SEC Responds to Crypto Industry Critics

The SEC defends its crypto regulation strategy amid strong criticism from Coinbase and others seeking clearer guidelines.

In a recent public response, the U.S. Securities and Exchange Commission (SEC) defended its approach to regulation and enforcement within the cryptocurrency sector. This followed criticism from industry stakeholders including Coinbase Global Inc., a leading cryptocurrency exchange, which had accused the SEC of delaying formal rulemaking for digital assets. The SEC’s position, outlined in an appellate brief, essentially argues for the continuation of individual enforcement actions.

Despite the SEC’s detailed response, crypto industry critics remain dissatisfied. They view the brief as reinforcement of their belief that the SEC lacks in providing clear guidelines to legitimate crypto businesses. These businesses, eager to comply with U.S. regulatory standards, need clarity that the SEC seems hesitant to provide.

Crypto Industry Moving Ahead Regardless

Kayvan Sadeghi of Jenner & Block, representing the Crypto Council for Innovation, stated that the crypto industry’s global progression isn’t reliant on the SEC’s stance. The implication is that U.S. regulators must decide their course of action without delay.

Last month, Coinbase embarked on an unprecedented legal action, anticipating an imminent lawsuit from the SEC. The exchange appealed to the 3rd U.S. Circuit Court of Appeals, urging the SEC to respond to their petition from July 2022. The petition seeks the proposal and adoption of rules governing the regulation of securities offered and traded digitally.

Coinbase’s Allegations Against SEC

Coinbase claims the SEC is intentionally avoiding the rulemaking process they requested, describing the SEC’s lack of response as an “unreasonable” delay. They believe the SEC is avoiding judicial scrutiny by favoring enforcement actions over formal rulemaking.

This sentiment is echoed by entities like the Crypto Council for Innovation, investment firm Paradigm Operations LP, and public interest group Investor Choice Advocates Network. The U.S. Chamber of Commerce also joined the chorus, arguing that SEC’s inaction is hampering innovation in a trillion-dollar industry.

SEC’s Position On Rulemaking and Enforcement

According to the SEC, Coinbase’s allegations are misguided. The agency hasn’t “vetoed” Coinbase’s petition but is rather conducting thorough analyses of potential crypto regulation. The SEC has proposed some new rules and argues there’s no statutory deadline for responding to rulemaking petitions. It believes that a months-long wait does not warrant the exceptional relief sought by Coinbase.
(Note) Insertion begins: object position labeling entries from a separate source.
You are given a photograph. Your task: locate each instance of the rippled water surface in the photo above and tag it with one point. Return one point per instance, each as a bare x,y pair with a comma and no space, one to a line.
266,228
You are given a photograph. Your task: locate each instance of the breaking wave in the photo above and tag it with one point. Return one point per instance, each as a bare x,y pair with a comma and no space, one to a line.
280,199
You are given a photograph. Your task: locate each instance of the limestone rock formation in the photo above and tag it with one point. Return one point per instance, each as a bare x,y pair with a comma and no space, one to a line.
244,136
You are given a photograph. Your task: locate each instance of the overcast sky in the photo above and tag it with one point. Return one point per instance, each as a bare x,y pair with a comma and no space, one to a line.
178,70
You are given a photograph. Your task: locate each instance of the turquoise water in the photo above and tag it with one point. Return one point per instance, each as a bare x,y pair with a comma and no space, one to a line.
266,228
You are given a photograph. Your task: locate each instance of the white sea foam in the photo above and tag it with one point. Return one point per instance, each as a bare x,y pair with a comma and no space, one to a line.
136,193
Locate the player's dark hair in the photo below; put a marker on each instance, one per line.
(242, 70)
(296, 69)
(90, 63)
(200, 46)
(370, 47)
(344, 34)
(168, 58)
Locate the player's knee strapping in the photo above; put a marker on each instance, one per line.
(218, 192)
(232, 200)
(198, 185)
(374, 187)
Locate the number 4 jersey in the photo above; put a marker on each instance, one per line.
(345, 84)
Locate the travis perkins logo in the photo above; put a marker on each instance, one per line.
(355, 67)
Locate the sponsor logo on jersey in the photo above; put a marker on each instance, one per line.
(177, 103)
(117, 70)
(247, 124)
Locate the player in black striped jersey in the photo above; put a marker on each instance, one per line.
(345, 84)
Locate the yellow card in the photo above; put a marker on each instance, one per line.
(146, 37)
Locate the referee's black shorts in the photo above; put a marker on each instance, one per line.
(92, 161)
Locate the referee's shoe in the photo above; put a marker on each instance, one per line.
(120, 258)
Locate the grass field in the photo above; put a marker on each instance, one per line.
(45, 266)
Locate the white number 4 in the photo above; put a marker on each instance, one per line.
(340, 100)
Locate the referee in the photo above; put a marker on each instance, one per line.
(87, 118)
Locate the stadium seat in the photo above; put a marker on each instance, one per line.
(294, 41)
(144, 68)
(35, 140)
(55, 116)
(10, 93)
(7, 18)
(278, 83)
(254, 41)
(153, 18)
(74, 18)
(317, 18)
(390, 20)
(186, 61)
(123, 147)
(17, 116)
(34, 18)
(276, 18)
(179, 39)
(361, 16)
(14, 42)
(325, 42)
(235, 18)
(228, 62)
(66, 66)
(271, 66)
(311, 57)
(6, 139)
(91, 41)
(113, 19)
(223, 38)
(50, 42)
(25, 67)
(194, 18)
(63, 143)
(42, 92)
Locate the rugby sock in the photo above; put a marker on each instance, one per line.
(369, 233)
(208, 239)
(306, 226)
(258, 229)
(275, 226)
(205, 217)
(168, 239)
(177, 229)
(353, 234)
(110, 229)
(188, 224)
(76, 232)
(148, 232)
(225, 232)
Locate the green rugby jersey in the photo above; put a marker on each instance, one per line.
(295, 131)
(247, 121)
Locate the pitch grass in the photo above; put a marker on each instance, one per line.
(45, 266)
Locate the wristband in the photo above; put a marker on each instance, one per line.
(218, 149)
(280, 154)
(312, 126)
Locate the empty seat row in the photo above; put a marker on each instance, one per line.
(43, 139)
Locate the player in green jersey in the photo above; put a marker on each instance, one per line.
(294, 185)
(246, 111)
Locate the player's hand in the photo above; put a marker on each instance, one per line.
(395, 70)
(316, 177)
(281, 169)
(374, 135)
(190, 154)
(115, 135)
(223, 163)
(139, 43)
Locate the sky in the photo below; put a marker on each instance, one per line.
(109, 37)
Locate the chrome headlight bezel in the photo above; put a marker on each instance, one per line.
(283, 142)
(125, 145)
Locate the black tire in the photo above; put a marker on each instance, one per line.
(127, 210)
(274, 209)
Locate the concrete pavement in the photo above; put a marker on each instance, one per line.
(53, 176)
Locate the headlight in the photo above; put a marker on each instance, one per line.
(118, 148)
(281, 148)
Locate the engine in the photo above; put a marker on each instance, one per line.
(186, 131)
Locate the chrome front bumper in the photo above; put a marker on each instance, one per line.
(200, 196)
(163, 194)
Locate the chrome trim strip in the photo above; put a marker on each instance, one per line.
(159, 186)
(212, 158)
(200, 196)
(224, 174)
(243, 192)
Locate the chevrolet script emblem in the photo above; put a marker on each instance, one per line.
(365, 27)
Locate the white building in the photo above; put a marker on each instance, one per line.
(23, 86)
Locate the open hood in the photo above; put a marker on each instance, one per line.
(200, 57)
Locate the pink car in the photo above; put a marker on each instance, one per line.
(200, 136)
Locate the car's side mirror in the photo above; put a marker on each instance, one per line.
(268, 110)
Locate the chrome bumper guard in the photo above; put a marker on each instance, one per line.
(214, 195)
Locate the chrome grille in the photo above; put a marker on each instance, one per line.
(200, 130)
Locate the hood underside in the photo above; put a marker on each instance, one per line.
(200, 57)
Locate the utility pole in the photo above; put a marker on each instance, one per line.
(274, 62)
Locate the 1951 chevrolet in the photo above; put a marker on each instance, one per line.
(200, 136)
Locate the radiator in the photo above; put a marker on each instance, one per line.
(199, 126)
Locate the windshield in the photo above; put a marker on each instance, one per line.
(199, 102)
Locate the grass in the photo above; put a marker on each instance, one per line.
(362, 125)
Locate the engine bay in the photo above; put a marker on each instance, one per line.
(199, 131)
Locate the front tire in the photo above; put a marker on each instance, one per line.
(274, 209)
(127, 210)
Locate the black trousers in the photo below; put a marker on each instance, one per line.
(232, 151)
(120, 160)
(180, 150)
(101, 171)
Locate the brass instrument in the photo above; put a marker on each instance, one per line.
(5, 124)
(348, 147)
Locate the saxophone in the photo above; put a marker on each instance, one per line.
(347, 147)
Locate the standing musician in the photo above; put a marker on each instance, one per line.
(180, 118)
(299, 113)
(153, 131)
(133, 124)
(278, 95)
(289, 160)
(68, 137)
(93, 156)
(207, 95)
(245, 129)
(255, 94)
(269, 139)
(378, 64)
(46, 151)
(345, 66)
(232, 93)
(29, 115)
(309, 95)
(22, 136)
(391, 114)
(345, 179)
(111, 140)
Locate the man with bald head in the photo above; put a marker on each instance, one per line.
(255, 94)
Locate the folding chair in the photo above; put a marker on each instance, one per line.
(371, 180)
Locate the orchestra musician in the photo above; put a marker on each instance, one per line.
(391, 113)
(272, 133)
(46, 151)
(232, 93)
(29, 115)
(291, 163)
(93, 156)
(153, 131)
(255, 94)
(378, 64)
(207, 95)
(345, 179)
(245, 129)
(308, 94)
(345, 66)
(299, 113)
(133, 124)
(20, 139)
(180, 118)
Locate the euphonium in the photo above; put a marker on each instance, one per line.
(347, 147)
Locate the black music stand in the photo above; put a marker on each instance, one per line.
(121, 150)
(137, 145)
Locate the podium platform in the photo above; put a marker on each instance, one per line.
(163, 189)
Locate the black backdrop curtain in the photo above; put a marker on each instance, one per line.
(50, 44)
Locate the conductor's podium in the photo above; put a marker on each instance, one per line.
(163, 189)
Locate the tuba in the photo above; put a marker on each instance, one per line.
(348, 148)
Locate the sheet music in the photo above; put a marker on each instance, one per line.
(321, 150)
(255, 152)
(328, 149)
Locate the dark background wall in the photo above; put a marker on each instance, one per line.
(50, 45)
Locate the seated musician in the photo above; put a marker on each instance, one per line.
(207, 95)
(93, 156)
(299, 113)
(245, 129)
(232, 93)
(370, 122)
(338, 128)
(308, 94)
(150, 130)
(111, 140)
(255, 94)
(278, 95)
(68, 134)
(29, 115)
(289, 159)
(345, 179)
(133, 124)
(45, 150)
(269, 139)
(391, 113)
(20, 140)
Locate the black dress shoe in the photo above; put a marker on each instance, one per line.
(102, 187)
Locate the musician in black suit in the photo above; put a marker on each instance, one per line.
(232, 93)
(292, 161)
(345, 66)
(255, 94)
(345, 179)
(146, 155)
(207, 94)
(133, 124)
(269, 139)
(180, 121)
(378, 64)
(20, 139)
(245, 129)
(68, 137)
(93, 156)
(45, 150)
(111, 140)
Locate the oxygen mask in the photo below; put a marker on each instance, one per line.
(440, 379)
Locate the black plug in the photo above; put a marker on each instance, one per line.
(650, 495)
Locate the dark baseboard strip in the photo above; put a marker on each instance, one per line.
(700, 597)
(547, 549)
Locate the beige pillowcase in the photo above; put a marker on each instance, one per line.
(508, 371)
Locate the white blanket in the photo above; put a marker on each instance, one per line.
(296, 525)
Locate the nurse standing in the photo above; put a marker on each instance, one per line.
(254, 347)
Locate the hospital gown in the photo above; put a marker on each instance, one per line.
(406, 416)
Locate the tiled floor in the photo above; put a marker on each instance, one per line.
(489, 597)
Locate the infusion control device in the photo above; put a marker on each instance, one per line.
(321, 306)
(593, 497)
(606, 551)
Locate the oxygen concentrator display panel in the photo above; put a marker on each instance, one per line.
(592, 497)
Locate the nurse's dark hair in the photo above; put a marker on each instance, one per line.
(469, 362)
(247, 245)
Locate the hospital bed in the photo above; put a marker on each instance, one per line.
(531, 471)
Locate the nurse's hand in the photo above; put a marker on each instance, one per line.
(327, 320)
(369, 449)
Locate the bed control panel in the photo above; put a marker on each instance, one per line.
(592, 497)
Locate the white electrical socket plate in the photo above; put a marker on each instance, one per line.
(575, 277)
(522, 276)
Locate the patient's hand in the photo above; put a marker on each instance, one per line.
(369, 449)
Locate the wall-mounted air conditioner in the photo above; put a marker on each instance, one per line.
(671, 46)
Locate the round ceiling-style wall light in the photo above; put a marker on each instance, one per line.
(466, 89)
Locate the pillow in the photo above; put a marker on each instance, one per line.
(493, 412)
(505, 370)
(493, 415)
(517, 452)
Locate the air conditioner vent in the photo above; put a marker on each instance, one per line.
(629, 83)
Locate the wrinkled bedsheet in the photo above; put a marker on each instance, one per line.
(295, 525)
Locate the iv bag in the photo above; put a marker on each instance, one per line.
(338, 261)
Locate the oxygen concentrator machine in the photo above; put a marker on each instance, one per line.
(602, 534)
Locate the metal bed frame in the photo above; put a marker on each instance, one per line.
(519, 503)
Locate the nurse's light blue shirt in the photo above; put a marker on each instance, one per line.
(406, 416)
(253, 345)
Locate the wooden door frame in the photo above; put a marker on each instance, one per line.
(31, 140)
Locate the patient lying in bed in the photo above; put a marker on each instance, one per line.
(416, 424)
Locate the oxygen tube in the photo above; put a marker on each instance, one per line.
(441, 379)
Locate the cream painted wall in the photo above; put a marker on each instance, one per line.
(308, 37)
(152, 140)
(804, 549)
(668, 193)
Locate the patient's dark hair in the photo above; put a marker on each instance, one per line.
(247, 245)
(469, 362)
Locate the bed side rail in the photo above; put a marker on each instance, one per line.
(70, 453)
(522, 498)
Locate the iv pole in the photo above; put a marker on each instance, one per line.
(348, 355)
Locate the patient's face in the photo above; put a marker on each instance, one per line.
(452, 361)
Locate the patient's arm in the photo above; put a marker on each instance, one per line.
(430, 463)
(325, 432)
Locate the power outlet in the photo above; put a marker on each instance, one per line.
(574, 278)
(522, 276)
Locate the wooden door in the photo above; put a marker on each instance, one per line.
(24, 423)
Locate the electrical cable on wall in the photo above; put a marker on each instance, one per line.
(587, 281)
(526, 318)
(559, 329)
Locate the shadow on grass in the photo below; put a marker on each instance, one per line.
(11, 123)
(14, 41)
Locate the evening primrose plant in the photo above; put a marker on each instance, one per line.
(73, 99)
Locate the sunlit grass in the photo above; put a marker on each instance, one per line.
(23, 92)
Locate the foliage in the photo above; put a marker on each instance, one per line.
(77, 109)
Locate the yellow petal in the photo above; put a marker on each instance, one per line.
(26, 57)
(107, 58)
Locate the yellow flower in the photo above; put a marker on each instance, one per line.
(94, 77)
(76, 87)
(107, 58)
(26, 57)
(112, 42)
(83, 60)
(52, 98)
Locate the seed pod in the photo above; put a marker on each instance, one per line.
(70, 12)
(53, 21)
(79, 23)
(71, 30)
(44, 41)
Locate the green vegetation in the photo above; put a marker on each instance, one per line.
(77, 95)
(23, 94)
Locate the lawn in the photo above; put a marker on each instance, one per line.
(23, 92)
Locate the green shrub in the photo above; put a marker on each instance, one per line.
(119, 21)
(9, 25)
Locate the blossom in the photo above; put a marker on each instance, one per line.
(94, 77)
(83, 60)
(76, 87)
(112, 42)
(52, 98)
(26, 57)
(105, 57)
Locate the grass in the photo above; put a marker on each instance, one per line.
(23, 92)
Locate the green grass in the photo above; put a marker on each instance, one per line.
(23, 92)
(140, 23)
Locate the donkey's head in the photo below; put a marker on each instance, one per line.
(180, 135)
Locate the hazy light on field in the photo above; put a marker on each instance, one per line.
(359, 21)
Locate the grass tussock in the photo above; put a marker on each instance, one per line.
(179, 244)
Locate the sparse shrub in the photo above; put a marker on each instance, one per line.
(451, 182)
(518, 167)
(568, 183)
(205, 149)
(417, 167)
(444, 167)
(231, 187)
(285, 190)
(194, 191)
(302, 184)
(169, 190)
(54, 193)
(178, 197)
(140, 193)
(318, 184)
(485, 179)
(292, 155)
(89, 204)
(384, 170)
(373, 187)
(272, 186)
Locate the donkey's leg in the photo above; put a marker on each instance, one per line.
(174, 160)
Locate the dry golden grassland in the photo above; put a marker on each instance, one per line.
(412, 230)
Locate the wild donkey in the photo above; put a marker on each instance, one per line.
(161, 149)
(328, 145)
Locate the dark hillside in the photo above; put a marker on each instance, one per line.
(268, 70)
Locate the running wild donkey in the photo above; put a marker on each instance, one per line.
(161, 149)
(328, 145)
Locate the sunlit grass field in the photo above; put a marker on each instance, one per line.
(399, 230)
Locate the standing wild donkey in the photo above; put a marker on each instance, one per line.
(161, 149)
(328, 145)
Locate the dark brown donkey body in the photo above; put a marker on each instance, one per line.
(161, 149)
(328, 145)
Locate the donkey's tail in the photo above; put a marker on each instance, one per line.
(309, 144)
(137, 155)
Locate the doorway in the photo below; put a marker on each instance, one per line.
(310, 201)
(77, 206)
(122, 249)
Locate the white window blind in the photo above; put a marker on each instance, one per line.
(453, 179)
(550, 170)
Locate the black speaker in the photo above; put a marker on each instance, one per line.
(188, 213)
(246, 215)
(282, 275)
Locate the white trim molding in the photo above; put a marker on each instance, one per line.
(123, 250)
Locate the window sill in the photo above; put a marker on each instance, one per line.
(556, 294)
The SEC also refutes the notion that it should halt enforcement actions until it has clarified which crypto assets qualify as securities. The agency’s mandate includes enforcing existing securities laws while considering additional rules and regulations. It believes its enforcement actions, including those involving Coinbase, invite judicial scrutiny.

Coinbase’s Reaction to SEC’s Response

Coinbase’s Chief Legal Officer, Paul Grewal, reacted to the SEC’s brief, expressing concerns about a lengthy timeline for regulatory clarity. Coinbase’s supporters also weighed in, noting that the SEC’s obligation extends beyond merely considering rulemaking petitions. Check this thread for more:

Industry stakeholders, including the U.S. Chamber’s Institute for Legal Reform, demand guidance and certainty from regulators. Moreover, they argue that the SEC’s reluctance to act, preferring regulation through enforcement, leads to significant economic harm.

Enforcement Actions and Crypto Regulations

Lawyers for the Crypto Council, Sadeghi and Michelle Kallen of Jenner, pointed out a significant flaw in the SEC’s strategy. They claimed that the SEC’s enforcement actions have been predominantly against entities issuing crypto tokens rather than those involved in secondary trading of the underlying digital assets.

The SEC’s enforcement strategy, they argue, hasn’t provided the industry with clear guidelines on whether the underlying crypto tokens are securities or how they could comply with existing securities regulations. Hence, the lack of a clear path leaves even the “good actors” in the industry vulnerable to SEC enforcement actions.

While the SEC appears unbothered by criticisms, opponents insist that the SEC is undermining its role in protecting investors in a trillion-dollar industry. If the SEC continues on its current course, they warn, the industry may be forced to grow outside of the U.S., leaving American investors and businesses at a disadvantage.